The Court of International Trade remanded parts and upheld parts of the Commerce Department's antidumping duty investigation on metal lockers from China. Judge Mark Barnett sent back the investigation so that Commerce can reconsider its treatment of surrogate company Ayes Celikhasir's "incentive income," "shipping revenues," "rental income" and "interest income" when calculating surrogate financial ratios. The judge sustained Commerce's treatment of certain other real operating income categories. Barnett also upheld the agency's determination that Ayes made comparable merchandise with the goods under investigation while plaintiff List Industries' preferred surrogate company, Grupo Carso, did not.
The Court of International Trade upheld parts and sent back parts of CBP's classification of importer Nature's Touch Frozen Foods' 14 different mixtures of frozen fruit, five of which have frozen vegetable ingredients. Judge Stephen Vaden said the merchandise is properly classified under Harmonized Tariff Schedule heading 0811 since the term "Fruit ... frozen" describes these goods in whole. However, this term does not cover the five mixture types with vegetable ingredients, though the judge added that Nature's Touch's preferred heading, 2106, does not fit either. Vaden ultimately found that the goods are properly classified under subheading 0811.90.80, dutiable at 14.5%, despite both parties' objections that this subheading excludes mixtures.
The Commerce Department legally found that Chinese respondents in an antidumping investigation and review failed to rebut the presumption of de facto government control, the Court of International Trade ruled in a pair of opinions. In a suit contesting the 2015-16 review of the AD order on off-the-road tires from China, Judge Timothy Stanceu said Guizhou Tyre did not rebut the presumption of Chinese state control of the company's export functions, failing its bid for a separate rate. In a case on the AD investigation on truck and bus tires from China, Stanceu ruled that Guizhou Tyre and Double Coin both failed to rebut the presumption of government control of their export functions.

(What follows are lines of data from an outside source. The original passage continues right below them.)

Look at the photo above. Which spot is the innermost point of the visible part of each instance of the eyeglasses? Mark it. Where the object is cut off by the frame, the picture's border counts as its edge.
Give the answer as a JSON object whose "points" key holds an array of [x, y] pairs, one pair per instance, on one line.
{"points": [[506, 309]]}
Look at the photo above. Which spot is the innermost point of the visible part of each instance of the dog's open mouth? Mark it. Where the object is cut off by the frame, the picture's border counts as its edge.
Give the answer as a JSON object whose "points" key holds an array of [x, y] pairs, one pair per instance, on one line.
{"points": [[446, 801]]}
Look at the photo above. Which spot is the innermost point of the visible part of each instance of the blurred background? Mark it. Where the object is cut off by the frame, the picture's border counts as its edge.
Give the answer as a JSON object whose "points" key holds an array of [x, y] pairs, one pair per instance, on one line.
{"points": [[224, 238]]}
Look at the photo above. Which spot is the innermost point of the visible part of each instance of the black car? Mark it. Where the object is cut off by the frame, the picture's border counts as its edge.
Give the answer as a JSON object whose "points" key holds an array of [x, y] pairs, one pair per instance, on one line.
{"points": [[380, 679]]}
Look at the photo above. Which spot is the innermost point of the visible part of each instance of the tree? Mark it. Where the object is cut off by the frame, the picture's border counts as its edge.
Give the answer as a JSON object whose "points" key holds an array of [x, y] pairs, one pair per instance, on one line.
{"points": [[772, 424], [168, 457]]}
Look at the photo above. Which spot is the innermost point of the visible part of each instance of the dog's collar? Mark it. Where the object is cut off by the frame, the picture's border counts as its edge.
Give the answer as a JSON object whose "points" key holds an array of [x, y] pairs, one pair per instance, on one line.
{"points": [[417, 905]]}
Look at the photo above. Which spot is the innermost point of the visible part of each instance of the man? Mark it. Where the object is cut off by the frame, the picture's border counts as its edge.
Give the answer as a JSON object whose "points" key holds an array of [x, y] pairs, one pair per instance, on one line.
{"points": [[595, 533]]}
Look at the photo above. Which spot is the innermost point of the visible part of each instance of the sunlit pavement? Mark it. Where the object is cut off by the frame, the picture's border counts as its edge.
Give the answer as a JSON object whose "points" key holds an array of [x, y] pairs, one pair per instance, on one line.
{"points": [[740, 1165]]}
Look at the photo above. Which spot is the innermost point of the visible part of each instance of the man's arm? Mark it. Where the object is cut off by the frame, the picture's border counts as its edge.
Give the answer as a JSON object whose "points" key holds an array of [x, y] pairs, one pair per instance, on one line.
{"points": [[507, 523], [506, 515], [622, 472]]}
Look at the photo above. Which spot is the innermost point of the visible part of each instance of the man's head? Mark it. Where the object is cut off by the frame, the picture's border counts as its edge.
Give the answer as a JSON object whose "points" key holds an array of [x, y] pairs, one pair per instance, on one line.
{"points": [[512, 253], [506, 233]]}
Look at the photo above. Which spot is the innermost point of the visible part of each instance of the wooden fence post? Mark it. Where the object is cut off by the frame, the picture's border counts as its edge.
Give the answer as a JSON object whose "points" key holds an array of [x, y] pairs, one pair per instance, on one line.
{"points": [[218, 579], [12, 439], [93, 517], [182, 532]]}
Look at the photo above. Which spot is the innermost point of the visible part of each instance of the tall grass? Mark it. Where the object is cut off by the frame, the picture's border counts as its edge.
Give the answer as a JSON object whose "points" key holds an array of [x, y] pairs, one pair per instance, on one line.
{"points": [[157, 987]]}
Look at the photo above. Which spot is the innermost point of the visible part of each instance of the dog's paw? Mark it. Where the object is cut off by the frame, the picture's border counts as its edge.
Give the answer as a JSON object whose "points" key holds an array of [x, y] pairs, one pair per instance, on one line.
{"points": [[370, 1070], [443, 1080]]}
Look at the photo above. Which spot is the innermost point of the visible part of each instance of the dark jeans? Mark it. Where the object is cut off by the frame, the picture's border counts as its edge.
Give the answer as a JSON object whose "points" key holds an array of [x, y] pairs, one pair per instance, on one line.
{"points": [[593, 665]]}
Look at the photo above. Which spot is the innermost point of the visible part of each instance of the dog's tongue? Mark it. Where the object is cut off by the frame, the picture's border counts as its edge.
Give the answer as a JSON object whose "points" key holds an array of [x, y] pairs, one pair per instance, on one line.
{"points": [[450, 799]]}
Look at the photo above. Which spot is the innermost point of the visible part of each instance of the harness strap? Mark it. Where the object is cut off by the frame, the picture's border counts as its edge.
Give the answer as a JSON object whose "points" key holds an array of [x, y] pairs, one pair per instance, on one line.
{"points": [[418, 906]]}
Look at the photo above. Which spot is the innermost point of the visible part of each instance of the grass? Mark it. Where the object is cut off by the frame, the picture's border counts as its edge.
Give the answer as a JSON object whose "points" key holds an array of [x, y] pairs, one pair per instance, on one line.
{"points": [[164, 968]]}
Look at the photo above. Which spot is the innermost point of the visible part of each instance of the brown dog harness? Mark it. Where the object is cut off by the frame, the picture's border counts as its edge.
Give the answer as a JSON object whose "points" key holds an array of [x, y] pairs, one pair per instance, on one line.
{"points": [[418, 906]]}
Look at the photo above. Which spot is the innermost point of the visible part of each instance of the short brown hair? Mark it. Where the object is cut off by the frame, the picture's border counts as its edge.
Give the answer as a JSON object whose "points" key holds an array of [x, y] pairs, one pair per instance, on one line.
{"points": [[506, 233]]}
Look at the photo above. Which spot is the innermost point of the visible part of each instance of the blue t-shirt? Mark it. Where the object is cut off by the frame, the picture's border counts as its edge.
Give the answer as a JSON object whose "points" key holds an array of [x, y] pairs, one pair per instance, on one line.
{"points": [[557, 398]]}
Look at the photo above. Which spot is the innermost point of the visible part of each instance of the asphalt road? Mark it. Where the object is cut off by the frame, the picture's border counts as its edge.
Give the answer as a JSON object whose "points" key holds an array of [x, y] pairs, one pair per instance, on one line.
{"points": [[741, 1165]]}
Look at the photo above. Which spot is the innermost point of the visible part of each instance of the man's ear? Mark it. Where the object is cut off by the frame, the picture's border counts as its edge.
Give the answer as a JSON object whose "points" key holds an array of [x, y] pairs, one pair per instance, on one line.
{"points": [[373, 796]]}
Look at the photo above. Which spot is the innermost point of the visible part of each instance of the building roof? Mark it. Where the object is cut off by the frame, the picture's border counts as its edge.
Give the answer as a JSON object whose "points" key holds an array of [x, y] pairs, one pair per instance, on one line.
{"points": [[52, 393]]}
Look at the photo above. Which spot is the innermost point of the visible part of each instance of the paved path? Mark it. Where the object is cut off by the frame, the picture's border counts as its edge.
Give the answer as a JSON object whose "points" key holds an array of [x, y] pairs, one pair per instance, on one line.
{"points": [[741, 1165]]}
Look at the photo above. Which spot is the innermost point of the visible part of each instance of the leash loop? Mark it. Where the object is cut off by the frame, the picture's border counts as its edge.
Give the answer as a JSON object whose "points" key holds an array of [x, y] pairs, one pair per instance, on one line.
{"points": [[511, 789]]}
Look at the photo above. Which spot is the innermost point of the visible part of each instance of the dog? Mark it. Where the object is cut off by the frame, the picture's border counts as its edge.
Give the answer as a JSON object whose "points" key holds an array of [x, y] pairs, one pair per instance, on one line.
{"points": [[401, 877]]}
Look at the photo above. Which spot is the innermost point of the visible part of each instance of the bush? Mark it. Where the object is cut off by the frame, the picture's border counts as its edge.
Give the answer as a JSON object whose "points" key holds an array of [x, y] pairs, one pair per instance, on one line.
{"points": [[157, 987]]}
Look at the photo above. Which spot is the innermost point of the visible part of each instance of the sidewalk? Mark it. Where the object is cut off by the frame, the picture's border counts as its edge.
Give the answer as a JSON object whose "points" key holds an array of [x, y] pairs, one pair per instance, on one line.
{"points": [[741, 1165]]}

A company unable to prove it has any entries for the purposes of obtaining a separate rate should not automatically be found to have no shipments and be rescinded from the review, the Court of Appeals for the Federal Circuit ruled in a May 19 opinion. Though the appellate court found the government's claim that it is not required to rescind a review for a company with no entries unconvincing, Judges Timothy Dyk, Richard Linn and Raymond Chen said that Ninhbo Qixin did not clear the bar for establishing no shipments, even though Commerce had rejected a separate rate for the company because it couldn't verify any entries.